Karzai's brother?  We really need a civilian quasi-spy agency to tell us he's corrupt? Talk about soft targets...

Have they done anything meaningful against the Haqqani Network?  If so I'll start taking them seriously.


----------



## Crusader74 (Jan 23, 2011)

Wonder if he knows a certain Jack....


----------



## SpitfireV (Jan 24, 2011)

Comparing his company, and by extension himself, to the OSS and Bill Donovan is a bit much.


----------



## RetPara (Jan 24, 2011)

It would be wise to do more research on Clarridge and take the grandiose NYT article with a grain of salt.  Clarridge was running HUMINT before a lot of folks here learned to walk.


----------



## Centermass (Jan 24, 2011)

> But he warned against Mr. Clarridge’s recent activities, saying that private spies operating in war zones “can get both nations in trouble and themselves in trouble.” He added, “We don’t need privateers.”



Allen is exactly right in making the statement above. If Clarridge is not currently "Read in on" the present day, and neither side knows for sure the who, what, when where and why of what each is doing, it could have conflicting and damaging consequences, due to lack of proper coordination, command and control.  His intentions may be well founded and his ideas novel, but the continued rogue-ess execution of such, along with lack of oversight and accountability to any command authority, now that his contract has been pulled, IMO, is akin to using canaries in a coal mine.


----------



## Manolito (Jan 24, 2011)

I think there is a place for both. When you look at the raid on Son Tay if we had a private firm on the ground that could have supplied intel we would have known no US prisoners were at the prison. This would have allowed us to try another target without the cat being out of the bag.
Just my thoughts.
Bill


----------



## SpitfireV (Jan 24, 2011)

RetPara said:


> It would be wise to do more research on Clarridge and take the grandiose NYT article with a grain of salt.  Clarridge was running HUMINT before a lot of folks here learned to walk.



And? Just because he was doing something for years doesn't mean he's right to do it privately.

Agree with CM on this.


----------



## RetPara (Jan 25, 2011)

Various intell organizations have hired individual and corporate contractors for decades.  It was an accepted practice long before the words "black" and "water" were joined into a proper noun.  It's a way to access skills and talents that are rare, perishable, or expensive.  Those going that route are then paid what they are really worth per the market place.  Basing an opinion on the statements made by a source with a known agenda (NYT) without multiple references does a disservice to many people who have served their country loyally for DECADES with little personal gain.  That they continue to do so, but at market rates, recognizes their value.

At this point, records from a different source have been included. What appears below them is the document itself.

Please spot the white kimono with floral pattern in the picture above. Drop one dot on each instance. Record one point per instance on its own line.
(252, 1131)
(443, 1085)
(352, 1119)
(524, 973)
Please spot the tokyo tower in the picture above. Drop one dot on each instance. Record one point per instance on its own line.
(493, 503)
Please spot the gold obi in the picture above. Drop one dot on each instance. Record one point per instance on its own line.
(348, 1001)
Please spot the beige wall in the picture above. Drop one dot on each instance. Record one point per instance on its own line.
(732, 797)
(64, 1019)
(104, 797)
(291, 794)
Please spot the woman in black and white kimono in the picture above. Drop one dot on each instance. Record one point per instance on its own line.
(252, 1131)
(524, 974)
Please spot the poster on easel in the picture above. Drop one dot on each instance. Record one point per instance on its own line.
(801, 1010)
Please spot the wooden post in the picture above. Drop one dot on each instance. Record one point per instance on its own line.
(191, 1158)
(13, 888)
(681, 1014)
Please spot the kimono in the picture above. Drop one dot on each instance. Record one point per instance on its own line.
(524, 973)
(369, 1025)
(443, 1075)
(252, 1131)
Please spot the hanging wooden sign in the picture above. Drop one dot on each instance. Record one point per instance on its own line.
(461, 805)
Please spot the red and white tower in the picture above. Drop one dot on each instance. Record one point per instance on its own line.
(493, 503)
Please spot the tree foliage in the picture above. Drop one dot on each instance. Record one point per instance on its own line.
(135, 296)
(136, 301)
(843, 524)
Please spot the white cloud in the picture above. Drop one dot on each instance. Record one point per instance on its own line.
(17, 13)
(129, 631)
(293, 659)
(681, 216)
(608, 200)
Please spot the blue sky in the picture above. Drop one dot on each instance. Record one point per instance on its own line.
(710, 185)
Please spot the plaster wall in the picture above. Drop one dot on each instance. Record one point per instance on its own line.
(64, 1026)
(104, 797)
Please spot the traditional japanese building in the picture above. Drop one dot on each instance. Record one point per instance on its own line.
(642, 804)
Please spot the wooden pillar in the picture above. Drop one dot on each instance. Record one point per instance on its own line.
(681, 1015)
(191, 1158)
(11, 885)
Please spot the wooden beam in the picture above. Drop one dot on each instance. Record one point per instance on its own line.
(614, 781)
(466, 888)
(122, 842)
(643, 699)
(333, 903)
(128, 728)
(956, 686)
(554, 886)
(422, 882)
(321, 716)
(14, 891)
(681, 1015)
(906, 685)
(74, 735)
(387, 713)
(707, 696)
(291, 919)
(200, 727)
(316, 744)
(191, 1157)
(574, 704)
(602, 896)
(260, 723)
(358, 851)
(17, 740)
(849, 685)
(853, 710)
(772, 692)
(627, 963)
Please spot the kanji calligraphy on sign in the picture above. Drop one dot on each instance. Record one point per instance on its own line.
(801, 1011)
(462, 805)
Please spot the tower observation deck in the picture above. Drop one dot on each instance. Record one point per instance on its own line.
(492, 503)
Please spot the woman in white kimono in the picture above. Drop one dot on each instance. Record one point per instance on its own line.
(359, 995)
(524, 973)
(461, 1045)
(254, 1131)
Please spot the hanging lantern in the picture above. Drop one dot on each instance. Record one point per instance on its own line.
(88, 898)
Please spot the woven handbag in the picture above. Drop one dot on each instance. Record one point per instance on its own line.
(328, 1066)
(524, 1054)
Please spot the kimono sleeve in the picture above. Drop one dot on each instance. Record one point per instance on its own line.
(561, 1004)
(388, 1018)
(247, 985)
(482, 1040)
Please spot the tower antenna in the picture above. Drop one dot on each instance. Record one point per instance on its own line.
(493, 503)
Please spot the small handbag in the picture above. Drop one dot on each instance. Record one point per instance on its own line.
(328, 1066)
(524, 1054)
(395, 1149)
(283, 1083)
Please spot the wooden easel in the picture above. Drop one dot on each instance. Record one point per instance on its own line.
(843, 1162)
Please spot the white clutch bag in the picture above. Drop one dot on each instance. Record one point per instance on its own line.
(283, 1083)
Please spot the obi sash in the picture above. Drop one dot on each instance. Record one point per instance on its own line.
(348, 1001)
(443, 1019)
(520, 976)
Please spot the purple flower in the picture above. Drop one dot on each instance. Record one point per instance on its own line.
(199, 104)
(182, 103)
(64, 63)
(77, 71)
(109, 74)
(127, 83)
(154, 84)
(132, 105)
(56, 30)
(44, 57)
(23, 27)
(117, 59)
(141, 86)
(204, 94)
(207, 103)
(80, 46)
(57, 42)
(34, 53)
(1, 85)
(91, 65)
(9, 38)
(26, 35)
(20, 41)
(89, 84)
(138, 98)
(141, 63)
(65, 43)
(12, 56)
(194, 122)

In direct reference to Duane Clarridge, he has a negative history with the press going back decades.  He doesn't roll over.  Also I don't believe you will find many, if any, that he has been associated with during his career that would quantify him as rogue.  He is Old School HUMINT from the days that agent handling was THE art that lead to advancement in CIA.  If you ever work with him, you'll find a man of the highest principles that I would trust with my dogs, my family, but never my liquor.


----------



## SpitfireV (Jan 26, 2011)

Really, any agenda that a newspaper might have is totally irrelevant because the essence of the matter is that he's working without authorisation and without a contract. He could be fucking up more ops with this.

The other essential question to ask is, who is paying for this? Private interests financing either this work or other quasi-government work raises questions.


----------



## Echo (Mar 30, 2011)

Sweet.


----------



## Echo (Mar 30, 2011)

Sweet. Wish I could have worked with him.


----------



## SpitfireV (Mar 30, 2011)

Tell me if I'm out of line but I don't think you should be posting that.


----------



## Echo (Mar 30, 2011)

SpitfireV said:


> Tell me if I'm out of line but I don't think you should be posting that.



Doesn't mention any specific details on locations, personnel, or operations but please remove if OPSEC.


----------



## SpitfireV (Mar 30, 2011)

That's not up to me, it's up to you or the mods.


----------



## Echo (Mar 30, 2011)

Yea that was for staff. But I edited it anyway. Better safe than sorry.


----------